Como reacción directa al golpe a Excélsior surgen el unomásuno y Proceso, poco después Paz funda Vuelta y después se crea nexos. ¿Diría que esta proliferación de nuevos medios es parte de un mismo proceso?
VL: Es parte de un mismo proceso de democratización del periodismo. Algunas publicaciones empiezan a ser agresivas en el sentido de la información y otras se retraen más por las mentalidades de los grupos periodísticos, pero no por la falta de libertad, por la cooptación, por la corrupción y todo eso.
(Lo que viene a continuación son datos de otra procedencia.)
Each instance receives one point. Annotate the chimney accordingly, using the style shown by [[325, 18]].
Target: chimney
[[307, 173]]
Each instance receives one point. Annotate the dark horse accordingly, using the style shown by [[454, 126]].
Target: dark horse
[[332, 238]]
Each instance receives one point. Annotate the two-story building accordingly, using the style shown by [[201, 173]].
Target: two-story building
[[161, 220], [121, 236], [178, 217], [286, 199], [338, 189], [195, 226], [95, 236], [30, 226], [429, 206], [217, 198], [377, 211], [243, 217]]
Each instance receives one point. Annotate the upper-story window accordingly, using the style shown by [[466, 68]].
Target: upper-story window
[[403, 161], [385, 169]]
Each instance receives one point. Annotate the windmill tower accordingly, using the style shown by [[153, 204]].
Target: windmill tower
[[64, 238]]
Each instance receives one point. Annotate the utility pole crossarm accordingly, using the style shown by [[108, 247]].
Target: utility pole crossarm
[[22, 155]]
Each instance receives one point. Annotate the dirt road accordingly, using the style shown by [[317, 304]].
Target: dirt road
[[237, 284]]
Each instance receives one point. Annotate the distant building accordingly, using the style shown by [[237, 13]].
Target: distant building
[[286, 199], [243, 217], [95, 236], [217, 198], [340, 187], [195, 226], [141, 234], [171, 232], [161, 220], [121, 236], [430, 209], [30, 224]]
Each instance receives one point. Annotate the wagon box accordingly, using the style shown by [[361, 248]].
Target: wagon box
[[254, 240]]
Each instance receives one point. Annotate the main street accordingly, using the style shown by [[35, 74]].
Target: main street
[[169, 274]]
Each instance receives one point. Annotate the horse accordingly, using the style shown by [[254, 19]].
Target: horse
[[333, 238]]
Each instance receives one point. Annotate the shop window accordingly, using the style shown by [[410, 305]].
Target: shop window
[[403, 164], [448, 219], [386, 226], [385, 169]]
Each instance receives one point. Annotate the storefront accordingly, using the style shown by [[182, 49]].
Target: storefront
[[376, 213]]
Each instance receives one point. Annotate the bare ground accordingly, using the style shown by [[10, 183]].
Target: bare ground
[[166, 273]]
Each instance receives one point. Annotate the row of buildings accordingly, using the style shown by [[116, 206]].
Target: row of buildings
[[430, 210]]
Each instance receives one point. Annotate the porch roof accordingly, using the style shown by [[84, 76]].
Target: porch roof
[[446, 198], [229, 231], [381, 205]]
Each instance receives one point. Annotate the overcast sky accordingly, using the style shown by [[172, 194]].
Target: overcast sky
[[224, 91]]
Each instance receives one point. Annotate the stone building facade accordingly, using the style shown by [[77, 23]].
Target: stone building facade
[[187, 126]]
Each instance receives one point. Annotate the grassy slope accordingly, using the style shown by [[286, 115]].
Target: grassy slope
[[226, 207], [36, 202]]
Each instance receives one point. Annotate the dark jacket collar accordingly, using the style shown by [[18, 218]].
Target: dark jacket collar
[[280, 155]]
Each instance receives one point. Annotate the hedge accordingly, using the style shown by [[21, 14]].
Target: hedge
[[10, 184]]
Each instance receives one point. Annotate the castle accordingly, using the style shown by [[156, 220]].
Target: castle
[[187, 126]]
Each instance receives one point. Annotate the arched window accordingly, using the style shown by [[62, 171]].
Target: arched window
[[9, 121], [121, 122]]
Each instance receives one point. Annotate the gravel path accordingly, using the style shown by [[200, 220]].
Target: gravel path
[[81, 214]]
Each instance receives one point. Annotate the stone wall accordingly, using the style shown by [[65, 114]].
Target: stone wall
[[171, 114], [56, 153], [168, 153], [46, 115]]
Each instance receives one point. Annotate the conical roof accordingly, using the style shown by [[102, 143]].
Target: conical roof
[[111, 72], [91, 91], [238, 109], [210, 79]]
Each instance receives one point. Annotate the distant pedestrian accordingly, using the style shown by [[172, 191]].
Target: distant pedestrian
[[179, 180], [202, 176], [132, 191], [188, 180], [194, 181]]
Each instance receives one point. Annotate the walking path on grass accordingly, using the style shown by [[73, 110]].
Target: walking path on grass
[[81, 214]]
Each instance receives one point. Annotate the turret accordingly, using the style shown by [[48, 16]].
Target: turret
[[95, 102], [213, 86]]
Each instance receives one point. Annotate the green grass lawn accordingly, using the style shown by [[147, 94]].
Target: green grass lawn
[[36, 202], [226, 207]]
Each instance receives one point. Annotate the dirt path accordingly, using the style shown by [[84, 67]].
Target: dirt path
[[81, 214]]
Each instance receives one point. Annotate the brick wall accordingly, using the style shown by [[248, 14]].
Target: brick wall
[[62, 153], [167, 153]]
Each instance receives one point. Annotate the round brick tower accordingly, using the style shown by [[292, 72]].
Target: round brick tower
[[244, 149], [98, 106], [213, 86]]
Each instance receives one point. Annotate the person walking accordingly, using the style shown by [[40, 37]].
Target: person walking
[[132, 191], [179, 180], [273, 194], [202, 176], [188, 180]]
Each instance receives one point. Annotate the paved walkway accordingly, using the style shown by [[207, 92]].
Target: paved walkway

Pero, ¿qué cambió para que de pronto, no sólo ustedes que eran el resultado directo del “golpe a Excelsior”, sino otros grupos vieran la posibilidad de hacer este tipo de periodismo?
VL: Eran grupos que estaban en la cultura. El enfoque hacia la cultura siguió siendo políticamente semejante a la época anterior. La cultura siempre es liberadora, pero para los temas culturales no había mucha presión porque el PRI siempre miró con buenos ojos a los intelectuales. No necesariamente porque le conviniera, sino porque pensaban que la cultura no hacía daño políticamente.
nexos nació como una publicación más de izquierda, más preocupada por los temas sociales. Era una revista menos enfocada a lo cultural o a las artes en específico. Pero Plural y después Vuelta siempre estuvieron dedicadas más bien al fenómeno de la cultura de la creación.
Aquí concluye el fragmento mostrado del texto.